Thank you for amazing answers but I didn't phrase myself clearly on a few things. I am not worried about the security of deterministic wallets in the sense of losing bitcoins. I am more interested in whether, if I know a single or a few addresses from a person's deterministic wallet would I be able to work out their master public key or a list of other addresses which would be produced by their seed. If I send someone .01 bitcoins, I would not like them to know that I have XX bitcoins in my wallet.

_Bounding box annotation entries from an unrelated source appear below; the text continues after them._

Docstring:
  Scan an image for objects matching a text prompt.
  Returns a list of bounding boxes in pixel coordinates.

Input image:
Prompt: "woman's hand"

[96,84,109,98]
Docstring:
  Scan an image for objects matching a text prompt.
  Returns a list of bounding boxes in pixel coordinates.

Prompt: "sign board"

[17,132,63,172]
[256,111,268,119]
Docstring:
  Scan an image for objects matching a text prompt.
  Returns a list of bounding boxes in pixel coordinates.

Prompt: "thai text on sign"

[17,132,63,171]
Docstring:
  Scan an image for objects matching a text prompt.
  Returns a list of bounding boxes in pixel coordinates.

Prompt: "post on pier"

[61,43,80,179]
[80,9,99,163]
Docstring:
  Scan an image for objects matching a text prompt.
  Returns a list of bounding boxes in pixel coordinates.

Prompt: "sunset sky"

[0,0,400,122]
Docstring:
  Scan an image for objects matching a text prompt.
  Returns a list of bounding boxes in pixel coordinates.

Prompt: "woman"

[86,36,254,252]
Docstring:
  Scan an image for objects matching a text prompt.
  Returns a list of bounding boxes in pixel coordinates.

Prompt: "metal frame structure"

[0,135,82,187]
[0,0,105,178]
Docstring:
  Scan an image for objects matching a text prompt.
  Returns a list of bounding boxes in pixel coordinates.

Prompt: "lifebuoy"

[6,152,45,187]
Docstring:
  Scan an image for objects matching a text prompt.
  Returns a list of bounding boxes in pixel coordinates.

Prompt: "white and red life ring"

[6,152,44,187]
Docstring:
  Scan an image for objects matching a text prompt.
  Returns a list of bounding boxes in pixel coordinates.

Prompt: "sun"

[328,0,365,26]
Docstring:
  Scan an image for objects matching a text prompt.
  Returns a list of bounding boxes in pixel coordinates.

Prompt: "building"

I have read a lot about viruses and it seems that BIOS viruses have been around for years. They are very rare and I am not sure if a trojan could be put in the BIOS, but since there are BIOS viruses which survive a hard drive wipe, it seems the safest way to access a large cold wallet would involve a BIOS wipe before and after the transfer. 1. BIOS flash 2. boot from live CD 3. download electrum 4. Add private key from a single address 5. Make transfer 6. Restart and flash BIOS.

I know non technical users should not mess around with the command line or attempt to generate their own transactions. I know Mount Gox might have lost bitcoins due to poorly configuring their wallets. Since importing a single private key would be like generating a transfer from the command line I am a bit worried. If I import a private key into electrum and send to a seed generated address, I simply want to know if there can be any corruption where the QT wallet either does not recognize the transfer and won't know the address that the remaining coins were returned to or something involving dust transactions (which I don't understand one bit). I'm just looking for a definitive answer.

[cp1]

No, they can't know your other addresses if they only know one address.  And don't import the private key, just send all the coins in it to one of your electrum addresses.

[shorena]

-snip-
I have read a lot about viruses and it seems that BIOS viruses have been around for years. They are very rare and I am not sure if a trojan could be put in the BIOS, but since there are BIOS viruses which survive a hard drive wipe, it seems the safest way to access a large cold wallet would involve a BIOS wipe before and after the transfer. 1. BIOS flash 2. boot from live CD 3. download electrum 4. Add private key from a single address 5. Make transfer 6. Restart and flash BIOS.
-snip-

I though you where talking about a specific BIOS virus, called Bad BIOS, which was discovered by Dragos Ruiu. Afaik you cant just flash it away, you need to burn a now ROM. If thats the kind of stuff you are worried about, I can not help you. It is said to infect air gapped systems and the only strange thing you will notice is that you can not boot from a CD/DVD. So with an attacker that can write a virus like this in mind, nothing is safe. Esp. not if you have to get software online.

[pqzilvaq]

No, they can't know your other addresses if they only know one address.  And don't import the private key, just send all the coins in it to one of your electrum addresses.

In your guide to offline Armory install you say,

"If you're not connected to the internet your wallet can't be stolen"


In that same vain, I importing a private key instead of connecting the whole wallet to the internet to make a small transfer should be a better security practice. The question that still has not been answered in this thread is if it is possible, since electrum wallets may generate transactions differently than QT wallets, that bitcoins could get trapped on the original QT wallet. If that is not possible, I see no reason not to import a private key by private key into electrum as the need arises. I would not like to send all the coins to a single address because I do not want to want to connect every private key to the internet if I don't need to and because I do not want people to be able to make better estimations as to my full balance.

[cp1]

In that case check if electrum has a sweep private key option.  I just don't like having a mix of electrum seeded keys and private keys that aren't backed up by the seed, seems like an easy way to get mixed up.